Oltremodo paradossale, al giorno d'oggi, è il
concetto di "accoglienza". Sciorinato sguaiatamente, senza soluzione
di continuità, dai maggiori organi d'informazione nostrani e sventolato, come
falso vessillo di solidarietà, da pseudo intellettuali da salotto, buonisti e
sinistri vari, tale cortocircuito alberga indisturbato tra gli argomenti
prediletti di quella branca di popolazione che si vuole sentire a tutti i costi
dalla parte dei giusti, dei civili, degli equi, dei moderati. Paradigmatico, in
tal senso, è il periodo natalizio. Mentre, infatti, i più si affannano alla
ricerca del regalo ideale da mettere sotto l'albero ed organizzano cene e
pranzi familiari, nell' indifferenza generale, soggetti sradicati e smarriti
errano raminghi nei centri storici e nelle periferie delle grandi città,
manifestando disagio, colonizzando abusivamente intere aree urbane,
arrangiandosi alla meglio per sopravvivere, totalmente avulsi dal contesto
circostante, con nessuna voglia di integrarsi con una cultura ed una società totalmente
distante dal loro modo di vivere e pensare. È questa, forse, la tanto
sbandierata accoglienza? Qui risiede la tanto decantata integrazione?

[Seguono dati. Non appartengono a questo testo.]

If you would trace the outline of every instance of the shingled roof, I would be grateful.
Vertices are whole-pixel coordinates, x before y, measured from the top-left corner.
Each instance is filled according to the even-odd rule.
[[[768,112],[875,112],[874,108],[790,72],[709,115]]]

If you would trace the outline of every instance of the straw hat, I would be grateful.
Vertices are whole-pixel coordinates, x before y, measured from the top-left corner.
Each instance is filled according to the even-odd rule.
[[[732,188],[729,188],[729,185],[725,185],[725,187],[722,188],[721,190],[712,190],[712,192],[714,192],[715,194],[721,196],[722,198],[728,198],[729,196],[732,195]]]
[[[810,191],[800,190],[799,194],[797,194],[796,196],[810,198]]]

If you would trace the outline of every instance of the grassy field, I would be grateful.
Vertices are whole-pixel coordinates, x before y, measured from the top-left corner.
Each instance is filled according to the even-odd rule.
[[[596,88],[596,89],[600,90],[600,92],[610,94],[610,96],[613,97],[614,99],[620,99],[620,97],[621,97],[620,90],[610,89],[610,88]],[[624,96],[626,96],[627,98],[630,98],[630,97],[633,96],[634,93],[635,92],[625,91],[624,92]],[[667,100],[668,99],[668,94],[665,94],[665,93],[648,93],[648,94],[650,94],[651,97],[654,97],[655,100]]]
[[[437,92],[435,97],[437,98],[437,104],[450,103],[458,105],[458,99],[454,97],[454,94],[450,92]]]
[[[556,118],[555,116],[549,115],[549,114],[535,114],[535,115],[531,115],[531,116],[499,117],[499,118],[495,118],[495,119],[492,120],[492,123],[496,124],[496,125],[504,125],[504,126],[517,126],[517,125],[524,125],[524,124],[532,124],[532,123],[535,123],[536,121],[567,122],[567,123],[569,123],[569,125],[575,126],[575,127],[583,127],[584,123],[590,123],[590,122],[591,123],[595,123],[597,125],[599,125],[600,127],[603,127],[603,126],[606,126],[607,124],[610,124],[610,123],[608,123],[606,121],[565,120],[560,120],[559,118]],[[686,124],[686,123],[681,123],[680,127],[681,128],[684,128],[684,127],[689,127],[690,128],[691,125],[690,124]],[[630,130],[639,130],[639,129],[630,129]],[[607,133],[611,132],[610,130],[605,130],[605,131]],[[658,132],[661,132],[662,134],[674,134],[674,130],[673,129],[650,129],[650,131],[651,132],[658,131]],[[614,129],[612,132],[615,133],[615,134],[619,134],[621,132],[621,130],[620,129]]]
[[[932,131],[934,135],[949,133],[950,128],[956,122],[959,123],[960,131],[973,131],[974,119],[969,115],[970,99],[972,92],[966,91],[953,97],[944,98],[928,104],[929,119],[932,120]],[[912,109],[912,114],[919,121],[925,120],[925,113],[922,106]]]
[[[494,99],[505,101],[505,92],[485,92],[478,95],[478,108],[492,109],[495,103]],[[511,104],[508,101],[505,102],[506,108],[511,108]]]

Così,
mentre chi ha spento da tempo il cervello si accontenta, da un lato, della
melassa appiccicosa propinata dalla propaganda globalista e dall'altro di finte
beghe e proclami sovranisti, la "disintegrazione" dei popoli va
avanti indisturbata, sotto le mentite spoglie della "solidarietà" e
dell’ "uguaglianza", senza che nessuno alzi realmente la voce, per paura
d'esser appellato come fascista o tacciato di "razzismo".
"
Ma noi siamo talmente toccati
Da chi sta soffrendo
Ci fa orrore la fame, la guerra
Le ingiustizie del mondo
Come è bello occuparsi dei dolori
Di tanta, tanta gente
Dal momento che in fondo
Non ce ne frega niente" ( G. Gaber)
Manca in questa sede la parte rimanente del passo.